O Artigo 2:11 do Código Civil Holandês se aplica a situações em que a responsabilidade dos diretores é assumida com base no artigo 2: 9 do Código Civil Holandês, artigo 2: 138 do Código Civil Holandês e artigo 2: 248 do Código Civil Holandês. No entanto, surgiram dúvidas se o artigo 2:11 do Código Civil holandês também se aplica à responsabilidade dos diretores com base em um ato ilícito. O Supremo Tribunal holandês decidiu que este é realmente o caso. Nesse julgamento, a Suprema Corte holandesa aponta para a história jurídica. O Artigo 2:11 do Código Civil holandês visa evitar que pessoas físicas se escondam atrás de diretores de entidades para evitar responsabilidades. Isso implica que o artigo 2:11 do Código Civil holandês se aplica a todos os casos em que um diretor de entidade pode ser responsabilizado com base na lei. [9]

Quitação do conselho de administração

A responsabilidade dos diretores pode ser evitada concedendo quitação ao conselho de administração. Quitação significa que a política do conselho de administração, conduzida até o momento da quitação, é aprovada pela pessoa jurídica. A quitação é, portanto, uma renúncia de responsabilidade para os diretores. Quitação não é um termo que pode ser encontrado na lei, mas geralmente é incluído nos artigos de incorporação de uma entidade legal. Quitação é uma renúncia interna de responsabilidade. Portanto, a descarga se aplica apenas à responsabilidade interna. Terceiros ainda podem invocar a responsabilidade dos diretores.

A quitação se aplica apenas a fatos e circunstâncias que eram conhecidos dos acionistas no momento em que a quitação foi concedida. [10] A responsabilidade por fatos desconhecidos ainda estará presente.

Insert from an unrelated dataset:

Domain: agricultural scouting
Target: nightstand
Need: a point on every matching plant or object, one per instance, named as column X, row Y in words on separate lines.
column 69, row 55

Portanto, a alta não é cem por cento segura e não oferece garantias aos diretores.

Conclusão

O empreendedorismo pode ser uma atividade desafiadora e divertida, mas infelizmente traz riscos. Muitos empresários acreditam que podem excluir a responsabilidade fundando uma entidade legal. Esses empreendedores terão uma decepção; sob certas circunstâncias, a responsabilidade dos diretores pode ser aplicada. Isso pode ter consequências extensas; um diretor será responsável pelas dívidas da empresa com seus ativos privados. Portanto, os riscos decorrentes da responsabilidade dos administradores não devem ser subestimados. Seria sensato que os diretores das pessoas jurídicas cumprissem todas as estipulações legais e gerissem a entidade legal de maneira aberta e deliberada.

A versão completa deste artigo está disponível neste link

Contato

Se você tiver perguntas ou comentários depois de ler este artigo, entre em contato com Maxim Hodak, advogado em Law & More via maxim.hodak@lawandmore.nl, ou Tom Meevis, advogado da Law & More via tom.meevis@lawandmore.nl ou ligue para +31 (0) 40-3690680.

[1] ECLI: NL: HR: 1997: ZC2243 (Staleman / Van de Ven).

[2] ECLI: NL: HR: 2002: AE7011 (Berghuizer Papierfabriek).

[3] ECLI: NL: GHAMS: 2010: BN6929.

[4] ECLI: NL: HR: 2001: AB2053 (Panmo).

[5] ECLI: NL: HR: 2007: BA6773 (Blue Tomato).

[6] ECLI: NL: HR: 2015: 522 (Glascentrale Beheer BV).

[7] ECLI: NL: HR: 1989: AB9521 (Beklamel).

[8] ECLI: NL: HR: 2006: AZ0758 (Ontvanger / Roelofsen).

[9] ECLI: NL: HR: 2017: 275.

[10] ECLI: NL: HR: 1997: ZC2243 (Staleman / Van de Ven); ECLI: NL: HR: 2010: BM2332.